Database

For those familiar with RDF you understand that it can be described by using entity-triples - [subject, predicate, object]. This is the usual way of storing RDF in relational databases, one table containing all triples (statements using RDF terminology) where its columns contains the three entities either directly or by reference to another entity table. The first approach is theoretically faster since it does not require two tables to be joined to extract a full statement. However, since the statements generally contains a lot of redundant data (the object in one statement is the subject in another) this requires far more persistent data to be allocated, i.e. the database becomes larger. Similarly, the objects of different statements often contains the same value. In the other approach using two tables, a value is only stored in one instance no matter how many statements that contain it. This affects the performance of freetext-searches possitively since fewer strings has to be examined.

Jena uses this second approach with the extension that every statement "belongs" to a certain model (graph). The models are separated in the API, but not in the actual storage. In other words you can only query one model at a time using the Jena Model API, since the original model is not part of a Jena Statement. This has proven to be a problem for SCAM since we want a way to easily query all models as fast as possible without having to iterate through all of them. The solution is to incorporate model belonging in the statement - the triple becomes a quadruple. From this we can determine from which model each statement comes from in the repository implementation. In order for this to be available by using the ordinary Jena Model API, a SCAM.inModel-property is appended to all Components describing in which model it is located. This is also the only way to preserve model belonging using RDF/XML.

Currently SCAM works with the following RDBs (see Chapter 2, Configure on how to configure a database):

It is however not too complicated to make SCAM compatible to other SQL-92 complyant RDBs. The current implementation of the Jena ModelRDB API is located in scamDrutten, a package extending the original Jena implementation with RDF helper classes and a modified RDB interaction.

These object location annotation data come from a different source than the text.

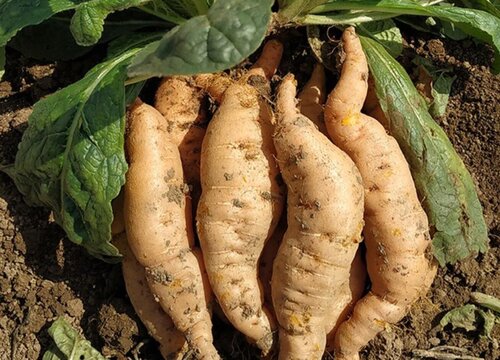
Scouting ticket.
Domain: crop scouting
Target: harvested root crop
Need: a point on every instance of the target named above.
(241, 199)
(325, 219)
(180, 102)
(157, 228)
(400, 265)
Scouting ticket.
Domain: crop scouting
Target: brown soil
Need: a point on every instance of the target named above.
(43, 275)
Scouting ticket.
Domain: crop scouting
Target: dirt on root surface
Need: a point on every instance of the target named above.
(44, 276)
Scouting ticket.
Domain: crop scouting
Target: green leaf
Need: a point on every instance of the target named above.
(290, 9)
(493, 7)
(71, 158)
(386, 33)
(477, 23)
(87, 23)
(16, 14)
(441, 89)
(445, 186)
(69, 345)
(227, 34)
(440, 83)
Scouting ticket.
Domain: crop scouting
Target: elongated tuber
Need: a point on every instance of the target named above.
(157, 227)
(325, 219)
(241, 198)
(399, 262)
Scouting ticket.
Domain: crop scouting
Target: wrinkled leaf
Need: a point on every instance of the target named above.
(71, 158)
(16, 14)
(87, 23)
(227, 34)
(476, 23)
(386, 33)
(445, 187)
(493, 7)
(68, 344)
(437, 85)
(52, 40)
(487, 301)
(441, 89)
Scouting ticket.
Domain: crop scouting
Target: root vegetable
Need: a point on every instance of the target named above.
(325, 218)
(157, 226)
(241, 198)
(157, 322)
(313, 96)
(180, 102)
(344, 303)
(267, 259)
(399, 262)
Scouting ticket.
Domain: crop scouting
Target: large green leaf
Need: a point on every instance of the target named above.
(445, 186)
(16, 14)
(71, 158)
(477, 23)
(87, 23)
(227, 34)
(69, 345)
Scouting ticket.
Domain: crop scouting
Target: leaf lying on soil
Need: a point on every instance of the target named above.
(445, 187)
(69, 345)
(229, 32)
(71, 158)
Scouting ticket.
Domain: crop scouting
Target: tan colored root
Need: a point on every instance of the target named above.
(161, 328)
(325, 218)
(241, 203)
(157, 225)
(214, 84)
(180, 102)
(396, 231)
(313, 96)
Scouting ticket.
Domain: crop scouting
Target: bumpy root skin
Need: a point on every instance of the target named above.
(157, 227)
(325, 218)
(161, 328)
(313, 96)
(241, 200)
(396, 232)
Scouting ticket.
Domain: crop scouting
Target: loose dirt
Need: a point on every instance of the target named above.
(43, 275)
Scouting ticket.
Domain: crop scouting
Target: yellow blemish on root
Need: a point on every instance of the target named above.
(295, 321)
(350, 120)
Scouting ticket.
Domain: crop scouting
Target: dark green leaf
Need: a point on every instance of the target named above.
(487, 301)
(290, 9)
(87, 24)
(445, 186)
(462, 317)
(493, 7)
(69, 345)
(71, 158)
(470, 318)
(386, 33)
(476, 23)
(227, 34)
(16, 14)
(2, 61)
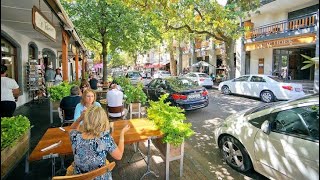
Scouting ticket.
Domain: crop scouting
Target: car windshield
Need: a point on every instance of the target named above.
(275, 78)
(203, 75)
(180, 84)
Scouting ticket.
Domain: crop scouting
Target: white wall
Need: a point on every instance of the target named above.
(261, 53)
(23, 41)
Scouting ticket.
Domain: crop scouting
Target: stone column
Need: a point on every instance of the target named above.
(316, 68)
(65, 43)
(212, 57)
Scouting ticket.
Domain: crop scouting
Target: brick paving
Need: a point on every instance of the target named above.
(38, 113)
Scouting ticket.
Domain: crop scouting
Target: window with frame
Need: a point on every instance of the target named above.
(257, 79)
(300, 122)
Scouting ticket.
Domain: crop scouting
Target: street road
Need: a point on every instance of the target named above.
(202, 146)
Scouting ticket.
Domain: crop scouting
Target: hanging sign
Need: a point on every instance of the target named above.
(43, 25)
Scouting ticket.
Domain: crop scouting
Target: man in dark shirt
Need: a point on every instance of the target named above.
(93, 83)
(69, 103)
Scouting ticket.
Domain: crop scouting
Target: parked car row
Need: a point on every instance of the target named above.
(279, 140)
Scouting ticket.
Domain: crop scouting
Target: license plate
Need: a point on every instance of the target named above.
(193, 96)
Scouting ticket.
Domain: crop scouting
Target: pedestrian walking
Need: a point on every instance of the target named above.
(9, 93)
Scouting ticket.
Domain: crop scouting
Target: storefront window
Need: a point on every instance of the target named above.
(8, 58)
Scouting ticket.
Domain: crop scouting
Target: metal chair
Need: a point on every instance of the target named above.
(89, 175)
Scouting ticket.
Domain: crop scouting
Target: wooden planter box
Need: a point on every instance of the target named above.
(11, 156)
(170, 153)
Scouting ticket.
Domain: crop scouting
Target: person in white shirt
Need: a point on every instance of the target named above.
(115, 99)
(9, 92)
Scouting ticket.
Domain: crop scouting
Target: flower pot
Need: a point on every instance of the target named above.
(171, 153)
(11, 156)
(135, 109)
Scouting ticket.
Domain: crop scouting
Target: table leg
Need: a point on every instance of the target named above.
(148, 163)
(137, 150)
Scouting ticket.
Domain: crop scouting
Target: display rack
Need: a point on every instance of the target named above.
(35, 79)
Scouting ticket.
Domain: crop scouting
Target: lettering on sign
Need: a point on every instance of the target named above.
(43, 25)
(281, 42)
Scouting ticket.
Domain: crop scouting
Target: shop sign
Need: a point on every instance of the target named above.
(281, 42)
(43, 25)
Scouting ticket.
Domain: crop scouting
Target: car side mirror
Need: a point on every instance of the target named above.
(265, 127)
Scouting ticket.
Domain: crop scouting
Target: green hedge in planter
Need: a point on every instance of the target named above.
(12, 128)
(169, 119)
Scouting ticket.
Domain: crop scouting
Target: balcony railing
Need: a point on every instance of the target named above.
(263, 2)
(301, 22)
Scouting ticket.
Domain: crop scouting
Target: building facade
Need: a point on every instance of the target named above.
(41, 32)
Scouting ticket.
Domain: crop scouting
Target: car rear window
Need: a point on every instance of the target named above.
(203, 75)
(180, 84)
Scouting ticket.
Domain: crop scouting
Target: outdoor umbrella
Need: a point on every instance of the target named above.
(201, 63)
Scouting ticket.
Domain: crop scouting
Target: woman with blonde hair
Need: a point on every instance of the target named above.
(91, 145)
(88, 99)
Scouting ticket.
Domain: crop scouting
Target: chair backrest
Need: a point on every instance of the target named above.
(89, 175)
(68, 112)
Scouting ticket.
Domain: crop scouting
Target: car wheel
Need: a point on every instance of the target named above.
(235, 154)
(266, 96)
(225, 90)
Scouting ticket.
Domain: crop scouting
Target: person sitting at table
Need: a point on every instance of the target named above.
(84, 85)
(91, 141)
(88, 99)
(115, 100)
(69, 103)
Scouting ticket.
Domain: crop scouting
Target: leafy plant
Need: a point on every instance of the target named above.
(135, 94)
(59, 91)
(169, 119)
(12, 128)
(311, 62)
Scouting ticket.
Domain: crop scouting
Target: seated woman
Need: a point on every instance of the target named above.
(84, 85)
(92, 141)
(88, 99)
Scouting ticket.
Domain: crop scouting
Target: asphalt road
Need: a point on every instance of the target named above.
(202, 146)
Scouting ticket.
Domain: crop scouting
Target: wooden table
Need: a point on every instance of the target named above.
(141, 130)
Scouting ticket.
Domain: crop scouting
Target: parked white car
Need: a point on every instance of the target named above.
(279, 140)
(267, 88)
(202, 79)
(161, 74)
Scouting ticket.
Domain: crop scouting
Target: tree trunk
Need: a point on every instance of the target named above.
(230, 44)
(173, 63)
(105, 62)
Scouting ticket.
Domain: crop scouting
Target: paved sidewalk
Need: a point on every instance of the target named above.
(39, 117)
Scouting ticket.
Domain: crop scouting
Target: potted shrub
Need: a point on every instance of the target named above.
(15, 137)
(135, 97)
(169, 119)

There are some limitations of this implementation. The database tables are not "garbage-collected" correctly, which means that we have a kind of memory-leakage in the persistant storage. Specifically the 'entities' table is not cleaned when a statement is removed. In the long run this will effect the performance of the Repository since the 'entities'-table will become exceedingly large. The original Jena database layout suffers from the same illness. We see three possible solutions to this problem:

  1. Make sure that referenced entities are removed when the referencing statements are. This is time-consuming since one entity can be referenced by many statements - we have to traverse the entire statement table in order to find how many statements that references the entity at run-time.

  2. Implement a separate garbage-collector thread that will run when the system is either halted or the traffic is low.

  3. Change the database-layout. Currently awaiting the final release of Jena2 and performance/scalability testing. Hopefully this release will solve some of the issues troubling Jena1.

Another issue is the performance of database interaction. The existing RDB-based RDF repositories are simply not fast enough, the execution time of RDF-queries and -extraction must improve, especially as the amount of statements increase. The main problem is that it is complicated to traverse graphs represented as a flat structure (RDB tables). Consider a Component X consisting of a complex graph, including several intermediate bNodes. If we want to extract X, we have to first extract all statements having X as subject, then for each bNode extract all statements having it as subject - iteratively - until we have traversed all branches of X. This is the prize you will have to pay using a relational database for storage. In order to minimize time consumption you have to optimize the atomic methods for extracting statements. One way is to avoid joining tables, i.e. keep the entities in the statement table, not just references to them. This would decrease time consumption at the cost of increased memory usage since an entity may be stored multiple times. Jena2 uses this second approach and measurements show that in some cases it is three times faster than its predecessor.